Мы проходим мимо стражников и Лу, что хорошо, поскольку так я получаю повод подумать перед ответом.
Это так? Неужели я думаю, что это реально?
Спроси меня Рисса об этом пару месяцев назад, я бы не задумываясь ответила, что Мидас меня любит. Он любил меня с той минуты, как спас.
И все же…
Мой царь меня любит.
Безусловно.

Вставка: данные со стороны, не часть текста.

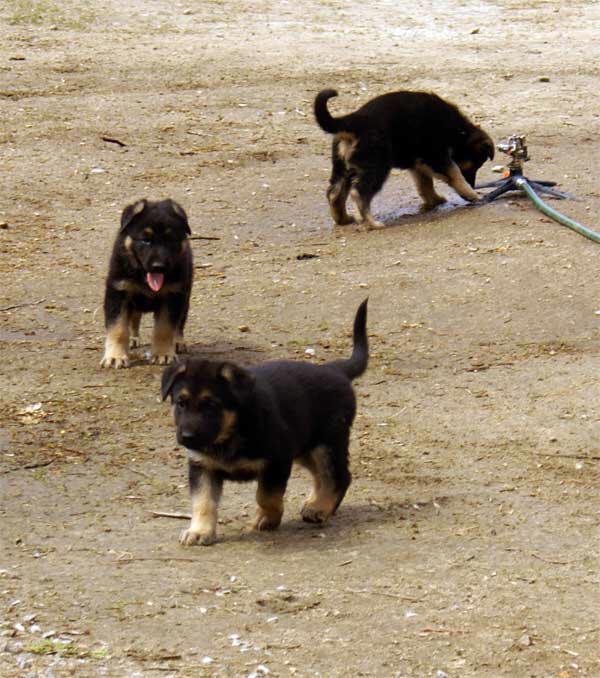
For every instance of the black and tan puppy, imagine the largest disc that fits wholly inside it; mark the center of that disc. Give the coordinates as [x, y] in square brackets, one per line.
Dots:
[150, 270]
[253, 424]
[417, 131]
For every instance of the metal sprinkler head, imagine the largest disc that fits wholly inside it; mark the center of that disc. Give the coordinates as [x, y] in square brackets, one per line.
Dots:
[516, 147]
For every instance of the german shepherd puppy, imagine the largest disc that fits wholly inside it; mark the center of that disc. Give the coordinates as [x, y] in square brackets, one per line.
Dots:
[253, 424]
[417, 131]
[151, 270]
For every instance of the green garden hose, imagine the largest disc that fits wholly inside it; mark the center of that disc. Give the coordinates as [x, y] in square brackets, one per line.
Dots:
[521, 182]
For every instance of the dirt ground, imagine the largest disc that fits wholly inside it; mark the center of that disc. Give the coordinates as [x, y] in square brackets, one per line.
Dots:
[468, 544]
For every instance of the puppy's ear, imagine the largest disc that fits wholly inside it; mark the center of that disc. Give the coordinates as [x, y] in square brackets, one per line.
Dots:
[488, 147]
[170, 375]
[132, 211]
[179, 212]
[240, 381]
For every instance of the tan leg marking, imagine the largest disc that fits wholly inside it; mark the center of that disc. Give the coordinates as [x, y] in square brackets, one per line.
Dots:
[134, 324]
[117, 344]
[269, 509]
[163, 339]
[180, 345]
[323, 498]
[424, 184]
[205, 504]
[364, 209]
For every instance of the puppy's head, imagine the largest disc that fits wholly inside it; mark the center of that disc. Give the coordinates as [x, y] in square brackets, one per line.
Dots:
[208, 402]
[477, 148]
[154, 236]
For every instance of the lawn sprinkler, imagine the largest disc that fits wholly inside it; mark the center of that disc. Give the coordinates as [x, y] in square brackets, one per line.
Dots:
[516, 148]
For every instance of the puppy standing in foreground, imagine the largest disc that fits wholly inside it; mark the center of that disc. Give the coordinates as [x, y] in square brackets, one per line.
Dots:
[151, 270]
[253, 424]
[417, 131]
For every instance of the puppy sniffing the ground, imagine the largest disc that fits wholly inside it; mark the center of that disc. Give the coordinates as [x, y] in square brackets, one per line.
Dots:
[151, 270]
[417, 131]
[253, 424]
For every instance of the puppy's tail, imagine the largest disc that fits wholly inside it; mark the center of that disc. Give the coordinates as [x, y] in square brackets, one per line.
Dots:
[324, 118]
[357, 363]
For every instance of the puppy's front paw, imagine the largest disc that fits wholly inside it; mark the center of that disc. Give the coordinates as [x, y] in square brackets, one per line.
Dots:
[432, 203]
[114, 359]
[371, 225]
[262, 523]
[189, 537]
[163, 358]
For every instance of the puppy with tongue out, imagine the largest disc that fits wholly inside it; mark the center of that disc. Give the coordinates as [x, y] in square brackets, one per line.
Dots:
[150, 271]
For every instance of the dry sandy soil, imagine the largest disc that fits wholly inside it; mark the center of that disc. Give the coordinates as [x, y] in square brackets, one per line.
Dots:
[468, 544]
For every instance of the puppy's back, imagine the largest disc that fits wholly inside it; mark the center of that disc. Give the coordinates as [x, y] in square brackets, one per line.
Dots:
[308, 398]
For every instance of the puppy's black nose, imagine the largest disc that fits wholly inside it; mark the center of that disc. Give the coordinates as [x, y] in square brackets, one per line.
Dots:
[185, 437]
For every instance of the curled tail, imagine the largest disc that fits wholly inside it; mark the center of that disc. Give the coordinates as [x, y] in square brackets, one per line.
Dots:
[324, 119]
[357, 363]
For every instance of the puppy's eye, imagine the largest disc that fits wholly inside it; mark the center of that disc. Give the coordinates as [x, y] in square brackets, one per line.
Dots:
[210, 405]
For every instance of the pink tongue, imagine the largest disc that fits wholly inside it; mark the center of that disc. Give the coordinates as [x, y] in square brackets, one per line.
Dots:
[155, 280]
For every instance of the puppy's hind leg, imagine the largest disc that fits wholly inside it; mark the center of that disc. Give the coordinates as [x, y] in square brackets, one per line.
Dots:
[269, 497]
[365, 184]
[424, 183]
[339, 187]
[134, 324]
[454, 177]
[331, 478]
[205, 491]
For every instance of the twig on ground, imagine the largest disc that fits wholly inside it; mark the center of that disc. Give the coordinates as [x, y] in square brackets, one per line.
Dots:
[110, 140]
[167, 514]
[583, 457]
[29, 467]
[27, 303]
[556, 562]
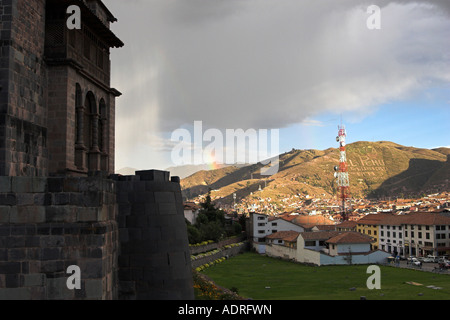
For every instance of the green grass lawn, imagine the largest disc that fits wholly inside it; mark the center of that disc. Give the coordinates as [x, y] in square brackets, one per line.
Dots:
[253, 274]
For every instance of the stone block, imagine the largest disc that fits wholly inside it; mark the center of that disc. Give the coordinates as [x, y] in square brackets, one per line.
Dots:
[153, 175]
[94, 289]
[61, 213]
[4, 214]
[164, 197]
[167, 209]
[57, 289]
[5, 184]
[21, 184]
[34, 280]
[87, 214]
[25, 199]
[8, 199]
[15, 293]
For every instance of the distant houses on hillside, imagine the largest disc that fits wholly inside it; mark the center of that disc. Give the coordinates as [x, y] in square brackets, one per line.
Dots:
[371, 239]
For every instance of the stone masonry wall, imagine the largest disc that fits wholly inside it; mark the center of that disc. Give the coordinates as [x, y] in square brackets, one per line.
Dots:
[23, 114]
[155, 260]
[48, 224]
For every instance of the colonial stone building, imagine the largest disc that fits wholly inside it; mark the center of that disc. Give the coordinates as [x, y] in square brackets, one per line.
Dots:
[60, 203]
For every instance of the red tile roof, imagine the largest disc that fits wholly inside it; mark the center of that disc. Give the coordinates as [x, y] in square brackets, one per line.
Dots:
[350, 237]
[289, 236]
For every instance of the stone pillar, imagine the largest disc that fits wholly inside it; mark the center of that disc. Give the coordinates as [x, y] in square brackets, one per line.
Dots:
[154, 261]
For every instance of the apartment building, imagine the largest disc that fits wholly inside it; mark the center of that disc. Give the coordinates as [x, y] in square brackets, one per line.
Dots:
[415, 234]
[262, 225]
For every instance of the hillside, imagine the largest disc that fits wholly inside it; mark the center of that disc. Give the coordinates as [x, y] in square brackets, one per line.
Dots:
[375, 169]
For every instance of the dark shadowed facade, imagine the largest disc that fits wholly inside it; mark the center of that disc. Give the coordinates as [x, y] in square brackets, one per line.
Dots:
[60, 202]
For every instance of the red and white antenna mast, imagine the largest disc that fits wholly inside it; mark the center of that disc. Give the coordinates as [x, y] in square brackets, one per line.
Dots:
[342, 172]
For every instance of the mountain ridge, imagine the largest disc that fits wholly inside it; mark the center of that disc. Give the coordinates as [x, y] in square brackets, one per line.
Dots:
[376, 169]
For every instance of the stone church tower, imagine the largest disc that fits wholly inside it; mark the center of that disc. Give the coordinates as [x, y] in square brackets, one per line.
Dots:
[57, 106]
[61, 205]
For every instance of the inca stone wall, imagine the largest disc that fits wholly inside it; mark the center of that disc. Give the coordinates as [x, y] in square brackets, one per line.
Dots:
[23, 131]
[49, 224]
[155, 259]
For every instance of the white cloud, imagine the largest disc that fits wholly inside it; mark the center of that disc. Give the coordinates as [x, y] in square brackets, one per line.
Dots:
[268, 64]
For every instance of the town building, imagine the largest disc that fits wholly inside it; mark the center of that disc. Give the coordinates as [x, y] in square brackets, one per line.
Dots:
[324, 248]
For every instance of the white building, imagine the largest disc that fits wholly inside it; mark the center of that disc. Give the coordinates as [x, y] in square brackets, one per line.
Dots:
[262, 225]
[191, 211]
[325, 248]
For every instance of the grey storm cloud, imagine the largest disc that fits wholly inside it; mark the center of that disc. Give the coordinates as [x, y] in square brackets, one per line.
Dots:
[269, 64]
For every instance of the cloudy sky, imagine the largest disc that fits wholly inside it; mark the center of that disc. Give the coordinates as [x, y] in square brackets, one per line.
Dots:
[299, 66]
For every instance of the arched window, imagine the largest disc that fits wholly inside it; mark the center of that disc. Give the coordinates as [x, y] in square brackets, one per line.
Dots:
[78, 115]
[89, 130]
[102, 127]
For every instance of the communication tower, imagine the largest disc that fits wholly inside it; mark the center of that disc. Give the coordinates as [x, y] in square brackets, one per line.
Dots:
[341, 172]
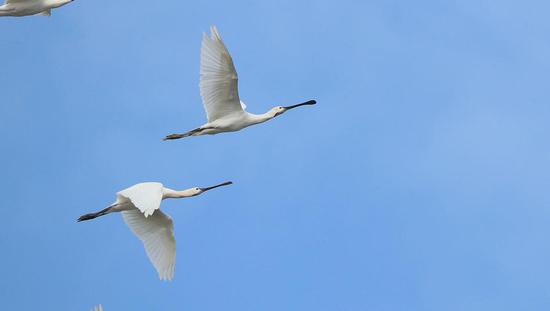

Любит так сильно, что решил держать в клетке.
Трещина в стекле возвращается – та, что образовалась, когда я думала, что Мидас передает меня королю Фульку.
Она расходится, как паутина, тонкие, будто шелк, нити расползаются, выявляя несовершенства в чистой любви, которую я всегда испытывала к своему царю.
Сквозь нее трудно увидеть истину. Но разве это моя вина?
Неужели я позволила командиру Рипу посеять во мне сомнения?
– Любовь и уважение существуют, – тихо говорю я, когда мы снова обходим палатку.
Возможно, сейчас, когда разговор касается Мидаса, я в замешательстве, но мои родители любили друг друга. Я мало что помню, но я в этом уверена.
– Может, для кого-то и существуют, – признает она, ее голос тоже становится тише и печальнее. – Но не для таких женщин, как мы.